O governador de São Paulo, Tarcísio Gomes de Freitas (Republicanos), presta depoimento nesta sexta-feira (30) ao Supremo Tribunal Federal (STF) como testemunha de defesa do ex-presidente Jair Bolsonaro na ação penal que apura uma tentativa de golpe de Estado após as eleições de 2022. A oitiva será realizada por videoconferência, a partir das 8h, e integra a fase de instrução do processo, sob relatoria do ministro Alexandre de Moraes.
O depoimento ocorre em meio a especulações sobre a possível candidatura de Tarcísio à Presidência da República em 2026, em substituição a Bolsonaro no campo da extrema direita. Embora o governador não seja investigado, sua participação como testemunha pode ter repercussões políticas e jurídicas relevantes, especialmente pelo histórico de encontros com Bolsonaro durante o período investigado.
Segundo a Polícia Federal (PF) e a Procuradoria-Geral da República (PGR), Tarcísio esteve com o ex-presidente no Palácio da Alvorada em pelo menos duas datas consideradas estratégicas: 19 de novembro e 11 de dezembro de 2022. Os registros dessas reuniões constam dos autos como momentos-chave em que aliados de Bolsonaro discutiam formas de impedir a posse de Luiz Inácio Lula da Silva.
No dia 19 de novembro, além de Tarcísio, participou do encontro Filipe Martins, ex-assessor especial da Presidência para assuntos internacionais e apontado como um dos principais articuladores da chamada "minuta do golpe". O documento, encontrado pela PF na casa do ex-ministro Anderson Torres, previa medidas de exceção, como a decretação de estado de defesa no Tribunal Superior Eleitoral (TSE) e a anulação do resultado das eleições.
A reunião de 11 de dezembro também ocorreu em um momento de tensão, quando, de acordo com a PF, integrantes do governo e militares discutiam estratégias para manter Bolsonaro no poder, com apoio logístico das Forças Armadas.
Entre os pontos que devem ser abordados no depoimento de Tarcísio estão o conteúdo de suas conversas com Bolsonaro após o segundo turno, eventuais contatos com militares envolvidos nas articulações golpistas, conhecimento sobre a minuta encontrada com Torres e sua percepção sobre o comportamento de Bolsonaro após a derrota eleitoral.
Apesar de ainda ser tratado como aliado, Tarcísio tem enfrentado crescente desconfiança no núcleo bolsonarista.

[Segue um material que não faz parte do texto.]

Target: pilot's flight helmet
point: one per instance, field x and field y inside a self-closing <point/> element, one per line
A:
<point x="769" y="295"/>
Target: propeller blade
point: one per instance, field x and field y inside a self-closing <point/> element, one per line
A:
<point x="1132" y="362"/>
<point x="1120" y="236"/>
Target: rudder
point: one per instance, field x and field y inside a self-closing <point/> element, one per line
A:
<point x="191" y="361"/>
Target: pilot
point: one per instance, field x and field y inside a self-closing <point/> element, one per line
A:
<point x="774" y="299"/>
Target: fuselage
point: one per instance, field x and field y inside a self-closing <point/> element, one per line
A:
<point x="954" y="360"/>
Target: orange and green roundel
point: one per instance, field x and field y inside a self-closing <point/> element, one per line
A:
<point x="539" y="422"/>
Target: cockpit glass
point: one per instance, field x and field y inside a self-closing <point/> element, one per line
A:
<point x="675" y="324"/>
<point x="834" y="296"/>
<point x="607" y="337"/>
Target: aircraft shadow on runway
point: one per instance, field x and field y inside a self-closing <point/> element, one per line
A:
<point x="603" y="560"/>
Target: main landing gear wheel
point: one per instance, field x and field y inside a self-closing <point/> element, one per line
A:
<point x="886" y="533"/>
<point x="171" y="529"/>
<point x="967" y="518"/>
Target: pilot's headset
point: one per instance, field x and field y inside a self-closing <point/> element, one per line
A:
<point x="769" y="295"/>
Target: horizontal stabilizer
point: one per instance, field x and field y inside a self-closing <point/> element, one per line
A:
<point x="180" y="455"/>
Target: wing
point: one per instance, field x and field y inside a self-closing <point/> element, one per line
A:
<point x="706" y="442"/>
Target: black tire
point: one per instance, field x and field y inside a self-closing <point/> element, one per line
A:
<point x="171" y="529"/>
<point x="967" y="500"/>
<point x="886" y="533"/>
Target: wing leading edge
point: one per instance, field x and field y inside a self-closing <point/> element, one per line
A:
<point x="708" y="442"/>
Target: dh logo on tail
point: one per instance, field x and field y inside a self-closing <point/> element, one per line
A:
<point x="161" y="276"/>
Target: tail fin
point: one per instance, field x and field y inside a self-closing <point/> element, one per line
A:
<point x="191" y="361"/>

O distanciamento de figuras-chave do movimento e a tentativa de adotar um tom mais moderado vêm gerando ruídos entre aliados do ex-presidente. A crítica pública feita pelo pastor Silas Malafaia, que o chamou de "urubu", expôs um racha interno e alimentou suspeitas de que o governador paulista estaria preparando terreno para se lançar candidato ao Planalto.
A expectativa da defesa de Bolsonaro é que Tarcísio reafirme em juízo que não teve conhecimento de qualquer plano golpista, que Bolsonaro respeitou o resultado das urnas e que os encontros no Alvorada tinham caráter institucional ou pessoal, e não conspiratório. Em novembro de 2023, ao comentar o indiciamento do ex-presidente, Tarcísio afirmou em rede social: "Há uma narrativa disseminada contra o presidente Jair Bolsonaro e que carece de provas".
O depoimento será avaliado pela equipe do ministro Alexandre de Moraes e pelo procurador-geral da República, Paulo Gonet, que devem cruzar as declarações com outras testemunhas e provas já colhidas pela PF. A consistência dos relatos será determinante para os próximos desdobramentos do caso.